On their approach, the king of the Huns immediately raised the siege, and sounded a retreat to recall the foremost of his troops from the pillage of a city which they had already entered. The valour of Attila was always guided by his prudence; and as he foresaw the fatal consequences of a defeat in the heart of Gaul, he repassed the Seine, and expected the enemy in the plains of Châlons, whose smooth and level surface was adapted to the operations of his Scythian cavalry. But in this tumultuary retreat the vanguard of the Romans and their allies continually pressed, and sometimes engaged, the troops which Attila had posted in the rear; the hostile columns, in the darkness of the night and the perplexity of the roads, might encounter each other without design; and the bloody conflict of the Franks and Gepids, in which fifteen thousand barbarians were slain, was a prelude to a more general and decisive action. The Catalaunian fields spread themselves round Châlons,[68] and extend, according to the vague measurement of Jordanes, to the length of 150 and the breadth of 100 miles over the whole province, which is entitled to the appellation of a champaign country.
Ancient Spear Heads
THE GOTHIC HISTORIAN JORDANES ON THE BATTLE OF CHÂLONS
But before entering upon the actual encounter, we had better here refer to some preliminary details, all the more that this battle was no less ample in scale and complicated in details than the day of its date was famous. Sangiban, king of the Alans, solicitous for his future, promised Attila submission and to hand over his then residence, Aureliani (Orleans). This treacherous move coming to the ears of Theodoric and Aëtius, they constructed great outworks around the city, keeping the suspected Sangiban under surveillance, and posted him and his people among their own auxiliaries. Consequently Attila, impressed by this occurrence and distrustful of his own strength, hesitated to join action. Yet fearing flight as he did death, he resolved to scan the future by help of augury.

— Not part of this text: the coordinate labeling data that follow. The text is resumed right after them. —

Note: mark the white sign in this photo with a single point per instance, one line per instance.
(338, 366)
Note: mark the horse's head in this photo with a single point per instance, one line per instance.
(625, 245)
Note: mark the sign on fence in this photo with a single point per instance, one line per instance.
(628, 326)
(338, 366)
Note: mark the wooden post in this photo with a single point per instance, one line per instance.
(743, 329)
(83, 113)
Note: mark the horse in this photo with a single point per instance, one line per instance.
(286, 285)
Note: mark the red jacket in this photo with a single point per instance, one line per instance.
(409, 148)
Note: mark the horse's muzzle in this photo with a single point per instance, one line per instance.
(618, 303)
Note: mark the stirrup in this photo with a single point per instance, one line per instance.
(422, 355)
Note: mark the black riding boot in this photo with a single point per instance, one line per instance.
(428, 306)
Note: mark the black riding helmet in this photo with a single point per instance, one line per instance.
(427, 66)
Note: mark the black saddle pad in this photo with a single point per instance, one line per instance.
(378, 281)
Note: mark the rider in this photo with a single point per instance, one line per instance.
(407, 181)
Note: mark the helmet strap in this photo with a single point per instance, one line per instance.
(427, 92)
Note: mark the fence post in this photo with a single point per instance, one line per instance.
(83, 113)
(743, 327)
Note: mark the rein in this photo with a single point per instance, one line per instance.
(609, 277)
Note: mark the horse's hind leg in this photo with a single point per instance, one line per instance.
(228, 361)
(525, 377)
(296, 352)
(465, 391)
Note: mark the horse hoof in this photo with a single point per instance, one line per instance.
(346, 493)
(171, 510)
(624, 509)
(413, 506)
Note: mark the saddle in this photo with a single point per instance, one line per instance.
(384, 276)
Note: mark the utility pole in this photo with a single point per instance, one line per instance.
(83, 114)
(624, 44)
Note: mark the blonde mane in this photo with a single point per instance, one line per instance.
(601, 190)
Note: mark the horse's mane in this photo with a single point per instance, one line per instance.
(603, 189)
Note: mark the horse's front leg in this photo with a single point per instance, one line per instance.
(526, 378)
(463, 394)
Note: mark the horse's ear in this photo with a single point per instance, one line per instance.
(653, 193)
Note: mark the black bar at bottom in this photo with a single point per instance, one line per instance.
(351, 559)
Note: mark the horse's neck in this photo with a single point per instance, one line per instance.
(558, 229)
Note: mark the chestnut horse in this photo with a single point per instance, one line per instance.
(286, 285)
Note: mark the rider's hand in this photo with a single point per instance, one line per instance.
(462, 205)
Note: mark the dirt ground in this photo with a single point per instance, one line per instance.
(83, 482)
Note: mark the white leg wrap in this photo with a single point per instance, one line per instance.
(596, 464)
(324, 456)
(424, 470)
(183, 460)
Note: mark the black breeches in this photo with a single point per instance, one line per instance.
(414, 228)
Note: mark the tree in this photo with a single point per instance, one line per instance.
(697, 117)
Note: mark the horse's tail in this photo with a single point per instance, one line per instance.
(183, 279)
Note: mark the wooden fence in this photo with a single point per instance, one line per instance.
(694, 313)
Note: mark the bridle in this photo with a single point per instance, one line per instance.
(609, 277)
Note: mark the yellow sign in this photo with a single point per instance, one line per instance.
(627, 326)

As usual the augurs pried into the entrails of a sheep, and inspected its bones and veins as the latter showed on some scraped bones, announcing, as a result, misfortune to the Huns. A morsel of contentment was added, however, in the prediction that the enemy’s commander-in-chief should die in the hour of victory, and sully his laurels. Now Attila, in his eager desire for the death of Aëtius even at the risk of his own, and his army’s defeat, although disturbed by the prospect held out by the augurs, yet, being skilled in the refinements of military tactics, after some hesitation resolved to join battle about three in the afternoon and thus obviate suspicion of yielding by trusting to darkness in case of defeat.

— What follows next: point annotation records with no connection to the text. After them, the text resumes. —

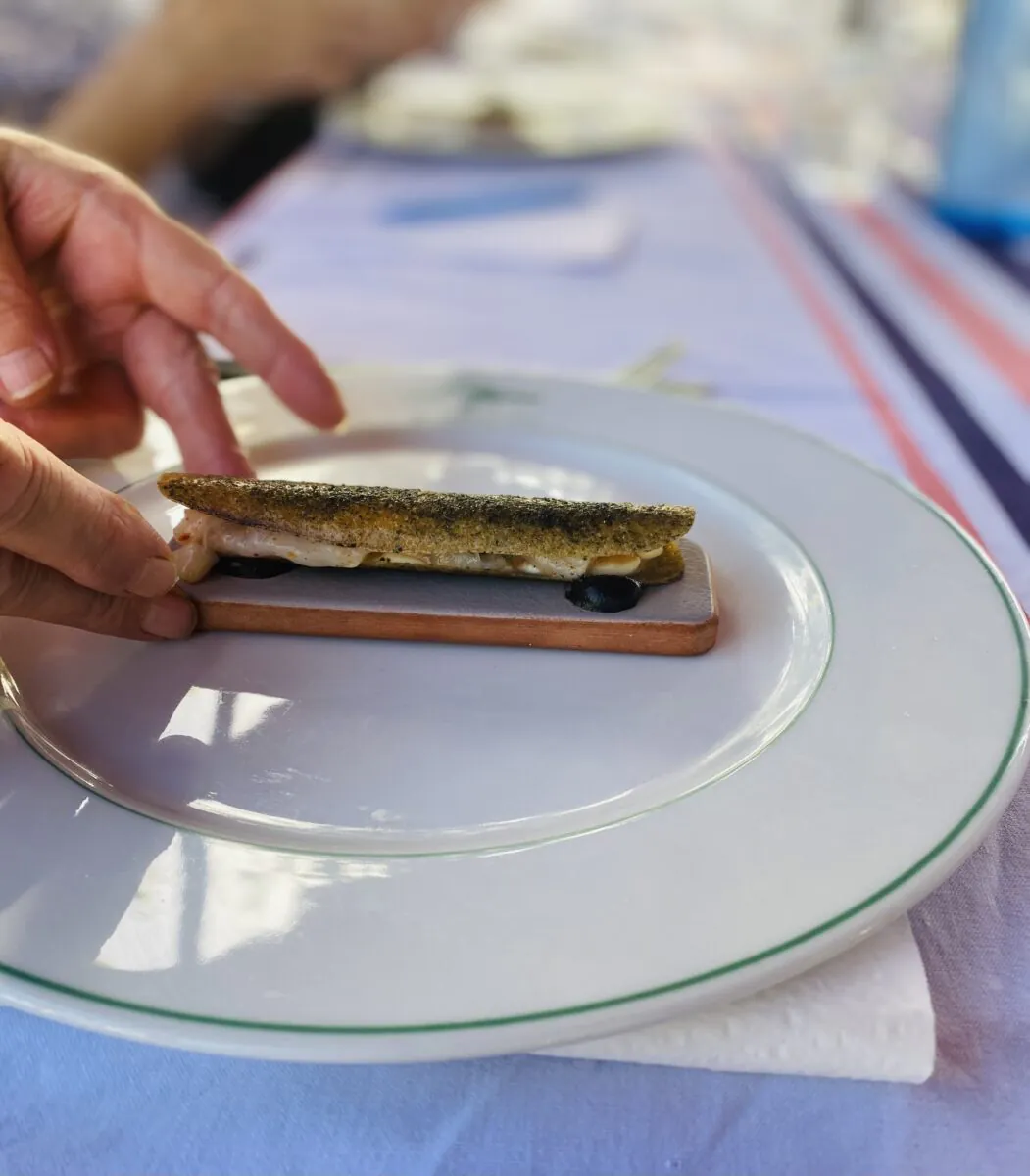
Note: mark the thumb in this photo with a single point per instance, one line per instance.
(28, 353)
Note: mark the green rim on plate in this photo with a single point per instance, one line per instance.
(1016, 744)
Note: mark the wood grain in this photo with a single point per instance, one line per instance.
(675, 620)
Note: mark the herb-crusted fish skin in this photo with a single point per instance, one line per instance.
(425, 521)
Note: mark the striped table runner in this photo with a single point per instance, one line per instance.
(934, 334)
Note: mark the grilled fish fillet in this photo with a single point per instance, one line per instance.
(352, 526)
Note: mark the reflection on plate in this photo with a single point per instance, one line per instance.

The field, from a gentle slope, gradually assumed the character of a hill. As the advantages presented by such conformation were by no means slight, both parties made this slope their objective, the Huns with their auxiliaries seizing upon the right flank, the Romans and Visigoths the left, leaving the crest for future decision. The contest commences, Aëtius on the left with his Romans, with the Visigoths as his right support, and Sangiban leader of the Alans between—a piece of military precaution by which they doubly flanked this rather doubtful leader, since fighting is the more probable where flight is impossible.

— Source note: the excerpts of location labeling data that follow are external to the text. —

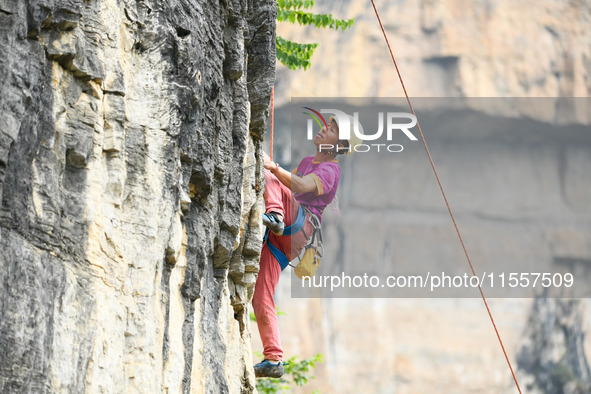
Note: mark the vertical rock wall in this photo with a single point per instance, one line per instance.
(130, 192)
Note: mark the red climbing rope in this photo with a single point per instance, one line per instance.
(445, 198)
(272, 113)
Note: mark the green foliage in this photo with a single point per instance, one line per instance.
(297, 371)
(294, 55)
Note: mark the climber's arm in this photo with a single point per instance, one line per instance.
(295, 183)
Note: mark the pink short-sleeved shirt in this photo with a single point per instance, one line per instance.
(326, 175)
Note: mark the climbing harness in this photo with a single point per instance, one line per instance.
(310, 259)
(445, 198)
(294, 228)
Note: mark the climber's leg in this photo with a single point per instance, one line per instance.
(264, 305)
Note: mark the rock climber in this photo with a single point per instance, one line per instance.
(313, 185)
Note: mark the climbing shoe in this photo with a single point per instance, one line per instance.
(265, 369)
(272, 221)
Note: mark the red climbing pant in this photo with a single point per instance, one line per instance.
(278, 198)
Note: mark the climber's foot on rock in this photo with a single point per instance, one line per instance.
(274, 221)
(269, 369)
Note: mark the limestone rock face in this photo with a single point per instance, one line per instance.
(447, 48)
(130, 192)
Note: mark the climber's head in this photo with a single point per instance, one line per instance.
(330, 141)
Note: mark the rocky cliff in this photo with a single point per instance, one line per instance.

The battle array of the Huns was on a different plan. Attila with his bravest held the centre. By this arrangement he had his personal safety in view, trusting that a stand amid the valiant of his race would insure himself, at least as king, from imminent danger. On the flanks there deployed in disorder multitudes of subject nations and people, chief among whom were the Ostrogoths’ forces under the leadership of the three brothers, Walamir, Theodomir, and Widemir, nobler than the very king himself whom they served, since resplendent with the hereditary glories of the Amal race. There might be seen also at the head of countless bands of the Gepidæ their most renowned king, Ardaric, who from his all too great loyalty to Attila was of his inner counsels. For Attila, well aware of his wisdom, prized him and Walamir of the Ostrogoths above all the pettier royalties—Walamir, the reticent, the affable, the guileless, and Ardaric the knightly and the loyal. Not without reason was it that Attila trusted them to match their Visigothic kindred.
As for the rest,—the kingly mob, if I am not irreverent,—and the chiefs of this nation and that, retainers rather than kings, they hung on each move of Attila’s; and did his eye beckon them, then, speechless, terrified, and trembling they stood at call, or at least were subservient to his every order. Yet king of kings though he was, was Attila solitary amid all, and over all solicitous.